—Sois patient; il changera à l'époque de sa première communion.
Ce changement à heure fixe me paraissait invraisemblable. Cependant l'enfant commença à suivre le catéchisme, et je le vis en effet s'améliorer très sensiblement et très rapidement. J'y fis attention. Je voyais cet esprit se développer, ce petit coeur se combattre, ce caractère s'adoucir, devenir docile, respectueux, affectueux. J'admirais ce travail que la raison n'opère pas chez les hommes; et l'enfant que j'avais le moins aimé, me devenait le plus cher.

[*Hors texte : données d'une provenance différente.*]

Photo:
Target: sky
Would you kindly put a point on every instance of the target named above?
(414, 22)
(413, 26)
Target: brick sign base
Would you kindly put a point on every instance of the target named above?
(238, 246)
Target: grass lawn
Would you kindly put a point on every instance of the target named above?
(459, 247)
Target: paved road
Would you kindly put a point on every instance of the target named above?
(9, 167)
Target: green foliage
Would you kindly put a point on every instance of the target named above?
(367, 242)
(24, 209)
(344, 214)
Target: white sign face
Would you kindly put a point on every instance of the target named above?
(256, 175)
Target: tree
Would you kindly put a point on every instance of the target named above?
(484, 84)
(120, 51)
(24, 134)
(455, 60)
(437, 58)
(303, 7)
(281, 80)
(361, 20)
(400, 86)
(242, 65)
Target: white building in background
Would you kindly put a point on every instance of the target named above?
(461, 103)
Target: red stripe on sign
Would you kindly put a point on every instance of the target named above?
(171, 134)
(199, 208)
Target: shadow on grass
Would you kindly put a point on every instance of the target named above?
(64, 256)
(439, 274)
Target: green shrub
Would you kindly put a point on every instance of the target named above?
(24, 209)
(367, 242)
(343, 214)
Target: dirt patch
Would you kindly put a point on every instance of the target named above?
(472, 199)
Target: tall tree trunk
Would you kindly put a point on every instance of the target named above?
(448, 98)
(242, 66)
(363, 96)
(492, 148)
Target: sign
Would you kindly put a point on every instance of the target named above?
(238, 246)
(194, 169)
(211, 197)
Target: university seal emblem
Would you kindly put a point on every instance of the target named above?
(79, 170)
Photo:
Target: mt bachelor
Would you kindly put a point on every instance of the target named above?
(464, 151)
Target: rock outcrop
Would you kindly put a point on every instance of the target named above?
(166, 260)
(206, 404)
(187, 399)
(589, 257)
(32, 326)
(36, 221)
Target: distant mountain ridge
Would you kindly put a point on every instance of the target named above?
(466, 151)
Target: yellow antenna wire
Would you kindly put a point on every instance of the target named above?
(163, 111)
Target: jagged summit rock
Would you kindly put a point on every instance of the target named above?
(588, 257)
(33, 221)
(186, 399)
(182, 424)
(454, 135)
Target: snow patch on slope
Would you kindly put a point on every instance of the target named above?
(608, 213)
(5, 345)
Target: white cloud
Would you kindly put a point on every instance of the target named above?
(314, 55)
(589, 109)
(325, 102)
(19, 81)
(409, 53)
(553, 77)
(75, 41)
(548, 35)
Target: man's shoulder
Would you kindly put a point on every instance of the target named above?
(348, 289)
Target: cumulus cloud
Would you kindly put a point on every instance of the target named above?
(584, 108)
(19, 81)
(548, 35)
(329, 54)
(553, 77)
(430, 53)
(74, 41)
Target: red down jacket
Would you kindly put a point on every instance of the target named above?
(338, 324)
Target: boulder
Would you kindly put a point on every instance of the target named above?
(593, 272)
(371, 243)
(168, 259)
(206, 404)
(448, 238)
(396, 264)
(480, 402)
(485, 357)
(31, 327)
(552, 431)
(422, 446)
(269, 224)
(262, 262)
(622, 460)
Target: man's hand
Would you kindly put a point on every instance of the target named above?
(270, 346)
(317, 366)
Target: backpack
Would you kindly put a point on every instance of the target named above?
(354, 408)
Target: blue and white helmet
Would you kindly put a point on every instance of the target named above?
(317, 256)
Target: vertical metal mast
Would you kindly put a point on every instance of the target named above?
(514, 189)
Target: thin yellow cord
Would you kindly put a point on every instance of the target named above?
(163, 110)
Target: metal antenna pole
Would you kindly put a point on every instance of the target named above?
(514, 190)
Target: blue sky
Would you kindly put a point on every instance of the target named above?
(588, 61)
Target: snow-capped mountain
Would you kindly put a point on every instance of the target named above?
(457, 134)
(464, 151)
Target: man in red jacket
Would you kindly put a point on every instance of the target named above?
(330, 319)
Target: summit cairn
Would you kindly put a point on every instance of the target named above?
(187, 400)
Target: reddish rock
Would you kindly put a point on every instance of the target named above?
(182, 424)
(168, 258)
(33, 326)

En même temps, je faisais de graves réflexions sur une telle merveille. Je me mis à écouter la leçon de catéchisme. En l'écoutant, je me rappelais mes cours de philosophie et de morale: je comparais cet enseignement avec la morale dont j'avais observé la pratique dans le monde, hélas! sans avoir pu moi-même toujours m'en préserver. Le problème du bien et du mal, sur lequel j'avais évité de jeter les yeux, par incapacité de le résoudre, s'offrait à moi dans une lumière terrible. Je questionnais le petit garçon: il me faisait des réponses qui m'écrasaient. Je sentais que les objections seraient honteuses et coupables. Ma femme observait et ne disait rien; mais je voyais son assiduité à la prière. Mes nuits étaient sans sommeil. Je comparais ces deux innocences à ma vie, ces deux amours au mien; je me disais: «Ma femme et mon enfant aiment en moi quelque chose que je n'ai aimé ni en eux ni en moi; c'est mon âme.»
Nous entrâmes dans la semaine de la première communion. Ce n'était plus de l'affection seulement que l'enfant m'inspirait; c'était un sentiment que je ne m'expliquais pas, qui me semblait étrange, presque humiliant, et qui se traduisait parfois en une espèce d'irritation. J'avais du respect pour lui. Il me dominait. Je n'osais pas exprimer en sa présence de certaines idées, que l'état de lutte où j'étais contre moi-même produisait parfois dans mon esprit. Je n'aurais pas voulu qu'elles lui fissent impression.
Il n'y avait plus que cinq ou six jours à passer. Un matin, revenant de la messe, l'enfant vint me trouver dans mon cabinet, où j'étais seul.
—Papa, me dit-il, le jour de ma première communion, je n'irai pas à l'autel sans avoir demandé pardon de toutes les fautes que j'ai faites et de tous les chagrins que je vous ai causés, et vous me donnerez votre bénédiction. Songez bien à tout ce que j'ai fait de mal pour me le reprocher, afin que je ne le fasse plus, et pour me pardonner.
—Mon enfant, répondis-je, un père pardonne tout, même à un enfant qui n'est pas sage; mais j'ai la joie de pouvoir te dire qu'en ce moment je n'ai rien à te pardonner. Je suis content de toi. Continue de travailler, d'aimer le bon Dieu, d'être fidèle à tes devoirs; ta mère et moi nous serons bien heureux.
—Oh! papa! le bon Dieu qui vous aime tant, vous soutiendra, pour que je sois votre consolation, comme je le demande. Priez-le bien pour moi, papa.
—Oui, mon cher enfant.
Il me regarda avec des yeux humides, et se jeta à mon cou. J'étais moi-même fort attendri.